There is an implacable aura to COLD PREY other modern slashers may not find relief in purely because it is Norwegian. Not that Roar Uthaug’s film (top that name, by the way; I feel manlier just saying it out loud) gains any particular insight by its residence that would have gone undreamed written in any other tongue, but it’s stale first third is ventilated from a Yank perspective by a country of origin not known for its slasher pictures. Once the co-ed band of skiers are established within the setting of an abandoned lodge atop a snow cap, the cultural barrier dissipates and what remains is an above average game of mouse and masked colossus with a pick axe.
If you ever wondered what a slasher from Norway would be like, and I can’t imagine why one wouldn’t concern themselves with such important matters, turns out it is exactly like an American slasher. FRITT VILT is eating at a Subway in Europe. It’s familiar, you know what’s on the menu, but the people behind the counter speak a different language. Okay, so maybe that part is none too different. They serve beer, though, so that’s cool, right? Either way it’s the same and not the same and that latter not grants an inexplicably fresh air to the proceedings.
The opening thirty offer nothing new to the table.

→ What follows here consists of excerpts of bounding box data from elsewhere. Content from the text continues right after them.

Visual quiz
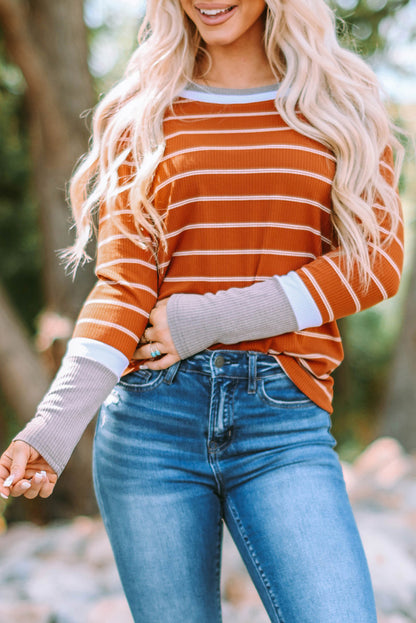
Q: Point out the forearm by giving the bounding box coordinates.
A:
[167,277,321,359]
[15,356,118,476]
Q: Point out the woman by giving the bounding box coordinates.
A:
[0,0,403,623]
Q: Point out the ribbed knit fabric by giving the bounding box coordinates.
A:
[15,356,117,476]
[167,277,299,359]
[74,91,403,411]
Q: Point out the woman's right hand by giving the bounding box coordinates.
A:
[0,441,58,499]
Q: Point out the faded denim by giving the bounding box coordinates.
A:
[94,351,377,623]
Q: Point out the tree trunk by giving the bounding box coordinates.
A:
[0,285,50,426]
[0,0,96,517]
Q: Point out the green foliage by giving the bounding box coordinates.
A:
[330,0,410,56]
[0,45,42,328]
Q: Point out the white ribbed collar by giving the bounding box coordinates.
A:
[179,82,279,104]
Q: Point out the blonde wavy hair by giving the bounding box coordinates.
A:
[66,0,403,285]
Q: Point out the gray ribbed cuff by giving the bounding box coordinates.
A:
[14,356,117,476]
[167,277,298,359]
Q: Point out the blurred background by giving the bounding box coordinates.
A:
[0,0,416,623]
[0,0,416,522]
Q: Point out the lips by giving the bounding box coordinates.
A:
[195,3,237,25]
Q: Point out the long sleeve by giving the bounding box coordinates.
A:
[74,167,158,359]
[15,163,157,475]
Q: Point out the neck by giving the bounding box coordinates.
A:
[195,26,276,89]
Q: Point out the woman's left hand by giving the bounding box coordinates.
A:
[133,299,180,370]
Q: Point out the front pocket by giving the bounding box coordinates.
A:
[118,370,166,392]
[257,374,316,409]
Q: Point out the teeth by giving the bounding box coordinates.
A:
[199,6,233,17]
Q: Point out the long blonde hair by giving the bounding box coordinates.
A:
[67,0,403,285]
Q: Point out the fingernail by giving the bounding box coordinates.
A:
[4,474,15,487]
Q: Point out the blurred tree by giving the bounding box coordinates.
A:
[330,0,411,56]
[0,0,95,516]
[330,0,416,455]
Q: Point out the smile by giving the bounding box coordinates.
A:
[197,6,234,17]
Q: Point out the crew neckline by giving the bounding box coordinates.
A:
[180,82,279,104]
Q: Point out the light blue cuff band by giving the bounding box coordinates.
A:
[65,337,129,378]
[275,271,323,331]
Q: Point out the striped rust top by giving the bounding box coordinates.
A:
[74,85,403,411]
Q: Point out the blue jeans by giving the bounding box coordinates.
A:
[94,350,377,623]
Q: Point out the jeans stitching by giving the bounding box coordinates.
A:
[215,515,222,623]
[225,498,285,623]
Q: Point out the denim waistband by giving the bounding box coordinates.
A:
[165,350,285,391]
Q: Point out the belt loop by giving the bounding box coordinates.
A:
[247,352,257,394]
[163,361,182,385]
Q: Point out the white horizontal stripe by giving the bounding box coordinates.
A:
[164,110,280,121]
[165,126,293,141]
[285,350,342,366]
[162,195,332,214]
[323,255,361,312]
[165,222,331,244]
[77,318,139,342]
[95,279,157,298]
[96,257,157,271]
[164,275,270,283]
[155,167,332,194]
[172,249,316,260]
[99,210,133,225]
[84,299,149,318]
[301,266,334,322]
[66,337,129,378]
[98,234,130,248]
[275,271,322,329]
[279,353,332,401]
[180,88,277,104]
[295,329,342,343]
[161,144,335,162]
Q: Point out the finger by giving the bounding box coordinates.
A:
[39,480,56,498]
[140,353,180,370]
[10,479,32,498]
[1,441,30,498]
[134,342,165,359]
[18,471,47,500]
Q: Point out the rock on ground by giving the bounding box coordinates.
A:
[0,438,416,623]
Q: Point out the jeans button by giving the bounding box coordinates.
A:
[214,355,225,368]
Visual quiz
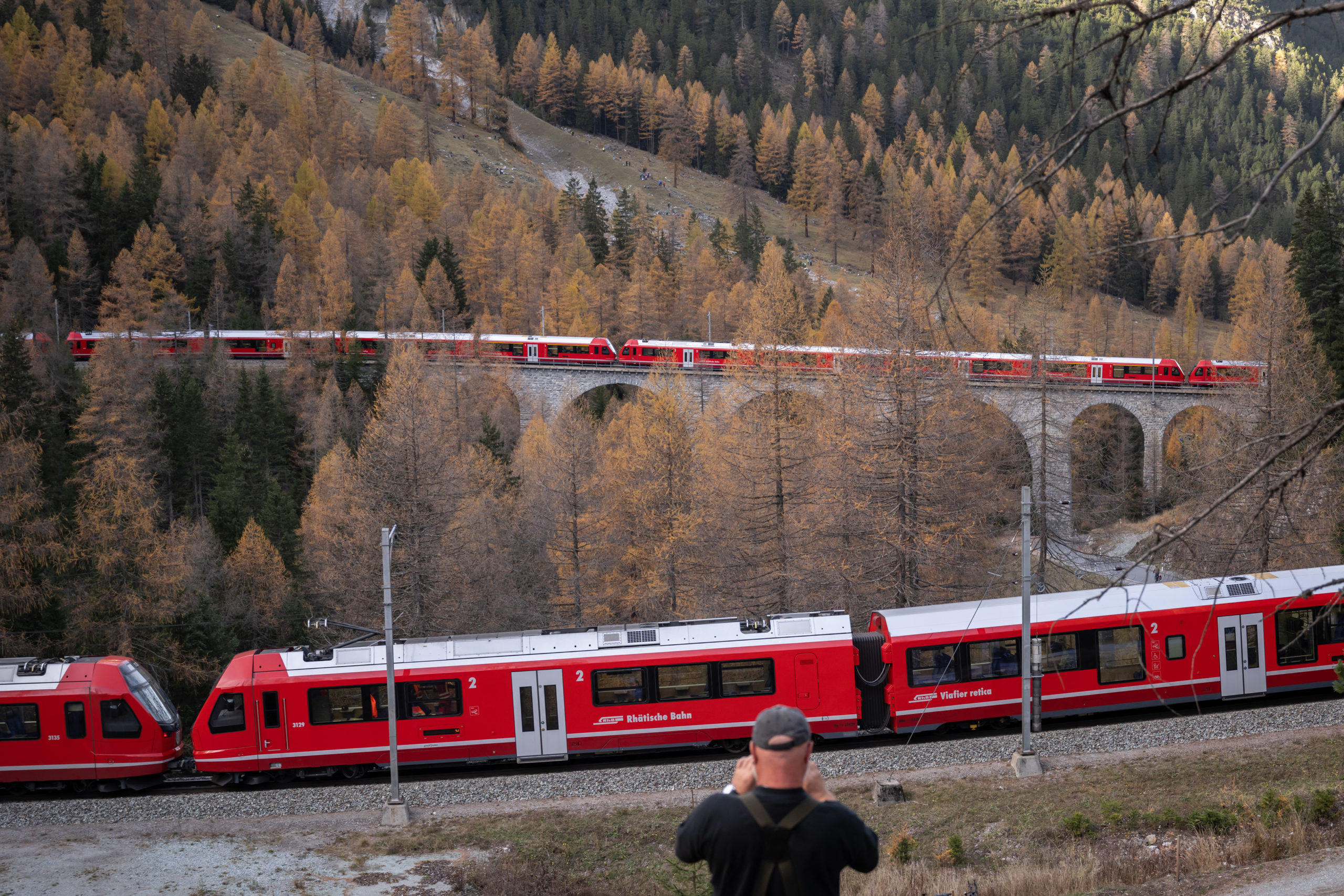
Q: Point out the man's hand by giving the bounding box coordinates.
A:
[732,756,755,794]
[801,759,836,803]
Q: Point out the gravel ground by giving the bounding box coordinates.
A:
[8,700,1344,827]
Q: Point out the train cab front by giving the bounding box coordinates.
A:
[191,650,258,786]
[90,657,183,791]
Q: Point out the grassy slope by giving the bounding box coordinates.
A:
[202,3,532,184]
[329,732,1344,896]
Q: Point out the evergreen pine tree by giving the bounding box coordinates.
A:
[613,187,640,271]
[1287,183,1344,389]
[579,178,610,265]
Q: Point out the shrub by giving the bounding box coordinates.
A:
[1258,787,1287,827]
[1101,799,1125,827]
[1063,811,1097,837]
[887,827,918,865]
[948,834,967,865]
[1312,790,1340,822]
[1188,809,1236,834]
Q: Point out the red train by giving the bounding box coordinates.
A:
[66,331,1267,388]
[1190,359,1269,387]
[0,657,183,793]
[869,565,1344,732]
[192,613,859,785]
[192,567,1344,785]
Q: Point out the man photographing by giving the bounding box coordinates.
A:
[676,705,878,896]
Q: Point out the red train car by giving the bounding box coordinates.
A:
[66,331,285,361]
[0,657,182,793]
[192,613,865,785]
[869,565,1344,732]
[935,352,1185,388]
[620,339,875,371]
[1190,357,1269,387]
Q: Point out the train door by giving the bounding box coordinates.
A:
[61,688,97,781]
[253,688,289,768]
[1217,613,1265,697]
[793,653,821,709]
[513,669,569,762]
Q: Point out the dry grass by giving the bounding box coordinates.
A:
[317,735,1344,896]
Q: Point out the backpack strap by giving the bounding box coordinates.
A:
[741,791,821,896]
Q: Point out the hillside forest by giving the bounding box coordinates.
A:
[0,0,1344,707]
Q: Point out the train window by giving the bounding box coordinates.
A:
[120,660,182,731]
[1167,634,1185,660]
[308,685,365,725]
[653,662,710,701]
[261,690,279,728]
[208,693,247,735]
[518,685,536,731]
[542,685,561,731]
[719,660,774,697]
[906,644,958,688]
[99,694,142,740]
[1097,626,1144,685]
[396,678,463,719]
[0,702,41,740]
[1274,610,1316,666]
[364,685,387,721]
[593,669,648,707]
[1040,631,1078,672]
[66,700,89,740]
[1321,607,1344,644]
[969,638,1022,681]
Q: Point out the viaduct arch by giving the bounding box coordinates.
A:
[433,365,1231,533]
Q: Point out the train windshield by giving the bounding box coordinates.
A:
[121,660,182,731]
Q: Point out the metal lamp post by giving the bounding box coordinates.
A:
[1012,483,1044,778]
[383,525,411,825]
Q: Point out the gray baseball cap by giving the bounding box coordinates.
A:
[751,704,812,750]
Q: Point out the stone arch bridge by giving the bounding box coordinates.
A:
[489,365,1231,532]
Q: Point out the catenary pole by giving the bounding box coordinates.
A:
[1017,485,1031,756]
[383,525,408,825]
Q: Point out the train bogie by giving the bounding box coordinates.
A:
[192,614,857,783]
[0,657,183,791]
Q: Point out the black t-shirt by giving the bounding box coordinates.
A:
[676,787,878,896]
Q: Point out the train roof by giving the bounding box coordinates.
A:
[915,351,1179,365]
[875,565,1344,638]
[272,610,850,672]
[622,339,884,355]
[0,656,108,690]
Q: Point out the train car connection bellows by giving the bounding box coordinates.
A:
[854,631,891,731]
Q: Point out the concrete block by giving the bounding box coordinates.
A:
[377,800,411,827]
[872,781,907,806]
[1010,750,1042,778]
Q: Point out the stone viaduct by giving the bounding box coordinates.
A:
[489,365,1230,532]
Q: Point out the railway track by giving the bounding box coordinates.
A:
[8,690,1337,805]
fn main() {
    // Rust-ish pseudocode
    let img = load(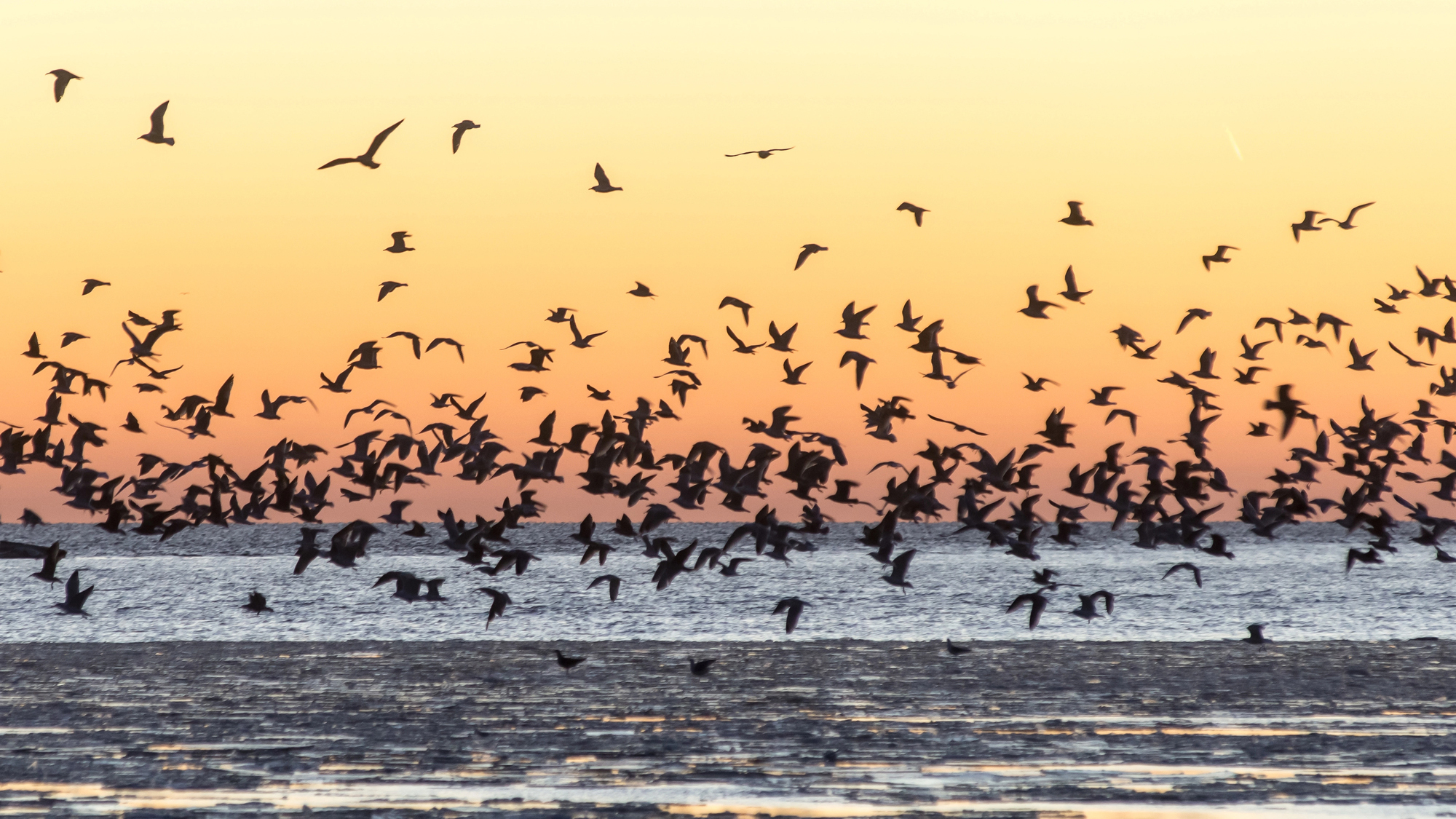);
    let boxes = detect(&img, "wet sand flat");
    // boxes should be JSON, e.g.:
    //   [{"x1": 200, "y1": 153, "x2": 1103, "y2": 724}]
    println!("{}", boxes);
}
[{"x1": 0, "y1": 640, "x2": 1456, "y2": 818}]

Two couples and the perpetual, amiable geek third wheel go on a ski trip. Third wheel breaks his leg DANTE’S PEAK style, group must find shelter. At shelter the obvious candidate for final girl steps up and pulls a Billy Mays, Mighty Bonding third wheel’s wound shut. Of course they’re not out of the woods snow yet, as the opening credits told us said shelter was the site of a youg boy’s live snow burial at the hands of an unseen figure. Soon the blood flows.
What works best about FRITT VILT is not the cultural identity, rather the niche identity. This is about as adequately stocked as the contemporary slasher gets, which is neither ringing endorsement nor raging condemnation. It may lack the murderous gaze and a genuinely evasive whodunit thread throughout, but it’s fun, well paced (once the chase rolls), and intense in all the right places without being overtly nihilistic, a trait I increasingly admire in an age of horror dominated by boundary pushing.
There is a traditional cinematic quality to Roar Uthaug’s film that others of its ilk lack, a trait no doubt aided by the SHINNING invoked setting and a full orchestral score. This isn’t a typical grungy, hard (but not that hard) rock loving dead teenager film. Yes, it’s framework is typical, but it’s dearth of unique characters is supplemented by a unique setting and a gratifying ending that banks not on gratuity but empathy. FRITT VILT is derivative and familiar, but it’s also robust and modest and conservative, resulting in scales tipped toward a quality worth rewarding down the line.